Saturday, February 13, 2010

Super Tip: How to Make Straight Cuts in Plastic Rod

I was browsing the FTW blog roll tonight, as I haven't been able to get on for a couple of days and came across the following post by Cannon Fodder over at Path of the Outcast:

Yes I love his take of turning Flamer Troops into Melta Gunners. Simple elegance!

I couldn't help noticing that he mentions having to sand one side of his plastic tubing after cutting and I thought I would share a little something I thought of a while ago while cutting tubes to convert up my Shadowsword.

Having trouble cutting the tubing straight I though to myself, "I really wish I had a Mitre Box for this!"

So I made one...

The trick is to make it out of a firm material with slots that will; A) Hold your Razor Saw straight, B) Do so without damaging the saw as it slides, C) Be box-like so it holds the plastic tube in a slot so you don't have it moving around while cutting, D) BE able to clamp down to the edge of your work desk.

The first points two are a given as you want the stuff cut straight and you don't want to have to buy a new razor saw or blades all the time. Obviously you down't want the material you are cutting to slide around while working. The last point is all about comfort and control, which will give you better cuts at the end of the day.

The easiest solution I found was to use two pieces of an old computer case front, the plastic shell around a drive bay actually. I cut and filed the interior supports out and then pinned and glued the two parts together with epoxy. Lastly I marked a slot using a straight edge (the builder's tool), and cut a slot slowly and carefully with the razor saw, making sure to keep the slot at 90 degrees.
It looks like this.

from the side

From the Front

I clamp it down in my little bench vice via the "L-Shaped" piece on the bottom.

The angled cutouts at the top were added recently to accommodate a GW razor saw that I picked up one day when I killed my last jewelers' blade and needed to get a mini finished.
As you can see it has seen a bit of use, evident by the ware and tear in the slot.

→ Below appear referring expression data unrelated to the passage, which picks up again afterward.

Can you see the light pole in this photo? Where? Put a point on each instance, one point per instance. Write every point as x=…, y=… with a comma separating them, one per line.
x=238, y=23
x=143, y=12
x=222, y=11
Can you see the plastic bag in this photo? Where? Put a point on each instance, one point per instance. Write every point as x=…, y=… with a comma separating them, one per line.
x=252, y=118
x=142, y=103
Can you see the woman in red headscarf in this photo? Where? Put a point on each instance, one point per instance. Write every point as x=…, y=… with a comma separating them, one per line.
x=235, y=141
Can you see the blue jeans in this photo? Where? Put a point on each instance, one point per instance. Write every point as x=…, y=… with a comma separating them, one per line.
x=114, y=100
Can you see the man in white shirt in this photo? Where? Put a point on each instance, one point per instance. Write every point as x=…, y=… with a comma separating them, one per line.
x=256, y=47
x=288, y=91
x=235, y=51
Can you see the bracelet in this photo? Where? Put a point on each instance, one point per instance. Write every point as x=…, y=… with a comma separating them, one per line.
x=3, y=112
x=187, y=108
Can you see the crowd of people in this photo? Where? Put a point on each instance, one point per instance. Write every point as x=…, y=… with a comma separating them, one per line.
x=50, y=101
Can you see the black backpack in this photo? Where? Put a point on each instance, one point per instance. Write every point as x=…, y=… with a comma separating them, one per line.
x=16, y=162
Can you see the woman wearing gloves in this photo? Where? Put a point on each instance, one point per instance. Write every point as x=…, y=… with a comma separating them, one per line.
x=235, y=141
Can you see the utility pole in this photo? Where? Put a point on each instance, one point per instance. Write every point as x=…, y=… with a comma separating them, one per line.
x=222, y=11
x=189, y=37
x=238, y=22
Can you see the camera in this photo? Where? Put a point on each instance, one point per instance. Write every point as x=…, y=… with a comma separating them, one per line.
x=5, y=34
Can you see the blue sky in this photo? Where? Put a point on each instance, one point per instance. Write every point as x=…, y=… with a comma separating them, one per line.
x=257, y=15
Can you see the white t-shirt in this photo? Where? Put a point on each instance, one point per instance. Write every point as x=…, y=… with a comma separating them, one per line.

I think that before much longer I will have to make a new one.

There are two awesome reasons to make one. First you get repeatable straight cuts in plastic tubing. Second you have less wastage due to crooked cuts, meaning you save money.
So for anyone working with plastic tubing I can say this helps me out, feel free to make one and give it a whirl.

Another an upside it also helps prevent "Oops! Honey we need to make a trip to the hospital" syndrome.